Given the functional $F:H^1(0,1)\cap \left\{f(0)=a, f(1)=b\right\} \rightarrow \mathbb{C}$
such that $$F(g):= \int_0^1 g(x)f(x)dx.$$
where $f$ is a fixed $H^1$-function. I would like to find an upper bound for the minimizer of this function in $H^1$-norm such that $F(g)=c$ where $a,b,c$ are fixed real constants.
If anything is unclear, please let me know.

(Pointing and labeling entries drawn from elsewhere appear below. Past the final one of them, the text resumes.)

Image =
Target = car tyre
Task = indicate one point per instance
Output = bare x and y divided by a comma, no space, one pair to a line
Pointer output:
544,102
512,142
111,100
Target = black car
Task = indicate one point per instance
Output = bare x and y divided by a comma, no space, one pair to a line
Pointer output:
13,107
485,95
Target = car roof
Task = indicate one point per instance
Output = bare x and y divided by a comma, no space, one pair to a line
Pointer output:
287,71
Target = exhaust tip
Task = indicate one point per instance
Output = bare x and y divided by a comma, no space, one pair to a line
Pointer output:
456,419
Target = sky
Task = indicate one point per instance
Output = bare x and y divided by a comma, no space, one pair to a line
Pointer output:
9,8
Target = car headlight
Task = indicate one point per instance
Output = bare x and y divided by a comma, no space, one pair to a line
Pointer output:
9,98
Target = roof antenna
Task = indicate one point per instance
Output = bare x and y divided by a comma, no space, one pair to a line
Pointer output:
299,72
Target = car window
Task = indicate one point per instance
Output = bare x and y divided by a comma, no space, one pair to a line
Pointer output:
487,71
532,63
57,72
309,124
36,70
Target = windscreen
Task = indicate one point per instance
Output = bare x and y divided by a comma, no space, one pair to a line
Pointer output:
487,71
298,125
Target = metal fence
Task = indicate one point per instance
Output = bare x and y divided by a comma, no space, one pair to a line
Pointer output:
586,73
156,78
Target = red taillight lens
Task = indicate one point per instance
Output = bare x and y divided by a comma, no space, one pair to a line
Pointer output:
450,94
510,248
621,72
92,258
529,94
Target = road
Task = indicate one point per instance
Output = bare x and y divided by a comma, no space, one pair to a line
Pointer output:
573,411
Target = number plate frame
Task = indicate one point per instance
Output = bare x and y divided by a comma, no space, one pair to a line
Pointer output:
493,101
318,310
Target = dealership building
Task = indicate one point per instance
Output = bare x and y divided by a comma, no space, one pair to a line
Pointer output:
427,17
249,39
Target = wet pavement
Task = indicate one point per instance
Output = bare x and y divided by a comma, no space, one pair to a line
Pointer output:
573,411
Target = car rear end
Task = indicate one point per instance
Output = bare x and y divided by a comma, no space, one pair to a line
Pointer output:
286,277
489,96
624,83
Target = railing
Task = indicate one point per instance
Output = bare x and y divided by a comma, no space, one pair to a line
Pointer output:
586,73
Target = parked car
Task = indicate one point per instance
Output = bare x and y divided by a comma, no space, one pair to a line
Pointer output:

You can actually find the minimizer using Lagrange multipliers (in the infinite dimensional case) Lagrange for Banach. Miniminizing $\Vert g\Vert_{H^1}$ is the same as minimizing $\Vert g\Vert_{H^1}^2$, so using Lagrange multipliers, you are finding critical points of $$ H(g)=\Vert g\Vert_{H^1}^2+\lambda \left(\int_0^1 fg\,dx-c\right).$$ If you differentiate, that is, given $h\in H^1_0$ you consider the derivative of the function of one variable $p(t)=H(g+th)$, you find $$0=p'(0)=\int_0^1(2g'h'+2gh+\lambda fh)\,dx.$$ If $g$ is smooth, then you can integrate by parts to get $$0=\int_0^1(-2g''+2g+\lambda f)h\,dx.$$ Since this is true for all $h$ you find that $$-2g''+2g+\lambda f=0.$$ This is a linear differential equation. You can solve this using variations of parameters (see here second order ode)